Zum Gedenken

28.05.2018 • 16:17 Uhr / 2 Minuten Lesezeit

Bezau Kurz vor ihrem 100. Geburtstag verstarb die älteste Dorfbewohnerin von Bezau, Frau Katharina Broger. Die Verstorbene wurde am 30. Mai 1918 als erstes von sechs Kindern in die Familie des Anton und der Theresia Kühne, geb. Kaufmann, in Bezau geboren. Sie erlebte eine bescheidene, aber glückliche Kindheit und Schulzeit. Der Pflichtschule entwachsen, verdiente sie ihr Geld im Gastgewerbe in der Schweiz, im Bregenzerwald und im Kleinwalsertal und holte sich Erfahrungen und Fachwissen für ihre spätere eigene Gastwirtschaft. 1946 vermählte sie sich mit Rudolf Broger aus Bezau. Aus der glücklichen Verbindung gingen drei Kinder hervor.
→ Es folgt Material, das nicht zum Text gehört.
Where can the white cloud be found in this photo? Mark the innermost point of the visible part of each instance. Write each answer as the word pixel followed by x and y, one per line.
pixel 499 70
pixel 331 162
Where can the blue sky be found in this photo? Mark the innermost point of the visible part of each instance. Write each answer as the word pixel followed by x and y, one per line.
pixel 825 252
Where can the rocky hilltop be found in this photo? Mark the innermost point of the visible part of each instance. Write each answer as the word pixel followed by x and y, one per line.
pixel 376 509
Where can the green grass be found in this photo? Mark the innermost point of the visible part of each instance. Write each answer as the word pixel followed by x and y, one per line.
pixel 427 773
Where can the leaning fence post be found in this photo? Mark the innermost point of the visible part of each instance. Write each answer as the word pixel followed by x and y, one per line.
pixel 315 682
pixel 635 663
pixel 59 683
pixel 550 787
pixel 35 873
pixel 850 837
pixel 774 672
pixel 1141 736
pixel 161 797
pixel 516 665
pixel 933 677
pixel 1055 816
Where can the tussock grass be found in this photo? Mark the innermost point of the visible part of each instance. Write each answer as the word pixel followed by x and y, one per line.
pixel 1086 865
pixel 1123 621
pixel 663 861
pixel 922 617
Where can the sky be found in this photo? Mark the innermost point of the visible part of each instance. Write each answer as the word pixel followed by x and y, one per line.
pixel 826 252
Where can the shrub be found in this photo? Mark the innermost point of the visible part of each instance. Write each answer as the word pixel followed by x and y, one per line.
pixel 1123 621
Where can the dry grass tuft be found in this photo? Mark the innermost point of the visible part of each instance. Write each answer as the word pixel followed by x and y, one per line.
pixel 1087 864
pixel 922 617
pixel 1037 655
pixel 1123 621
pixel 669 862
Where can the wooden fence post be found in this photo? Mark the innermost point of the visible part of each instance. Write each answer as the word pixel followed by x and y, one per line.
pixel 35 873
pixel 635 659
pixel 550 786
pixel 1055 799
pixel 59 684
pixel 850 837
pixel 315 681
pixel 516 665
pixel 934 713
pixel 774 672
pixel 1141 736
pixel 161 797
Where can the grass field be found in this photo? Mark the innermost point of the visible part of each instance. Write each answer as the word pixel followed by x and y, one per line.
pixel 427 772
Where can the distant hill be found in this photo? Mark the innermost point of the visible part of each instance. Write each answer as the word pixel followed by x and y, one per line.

Diese machten sie zur achtfachen Großmutter, zur zehnfachen Urgroßmutter und zweifachen Ururgroßmutter.

Gleich nach ihrer Verehelichung übernahmen Katharina und Gatte Rudolf das „Gasthaus Löwen“ in Schönenbach, welches sie zwanzig Jahre musterhaft führten.

1952 zogen sie in das neue, schmucke Wohnhaus in der Parzelle Greben, das sie ein Jahr zuvor gemeinsam gebaut hatten.

1967 übernahm Rudolf sein Elternhaus am Stein und baute dieses zu einer Gästepension aus. Von nun an vermietete Katharina über Jahrzehnte Zimmer an Urlaubsgäste, die sich bei ihr wohlfühlten und schon bald zu den Stammgästen zählten. Katharina war auch eine treue Trägerin der Bregenzerwälder Tracht. Jeden Sonntag und bei jeder passenden Gelegenheit trug sie ihre Juppe. Einen tiefen Einschnitt in ihr Leben brachte der Tod ihres Gatten Rudolf, der ihr schon 1995 im Tode vorausging. Pfarrer Armin Fleisch feierte in Konzelebration mit Pfarrer Edwin Matt, der ein Freund der Trauerfamilie ist, und Pater Kolumban vom Kloster Bezau den Auferstehungsgottesdienst und zeichnete in seiner Predigt das Lebensbild der Verstorbenen. Der Gottesdienst wurde vom Chor St. Jodok musikalisch begleitet.

Der Herrgott möge der vorbildlichen und guten Mutter den ewigen Frieden schenken.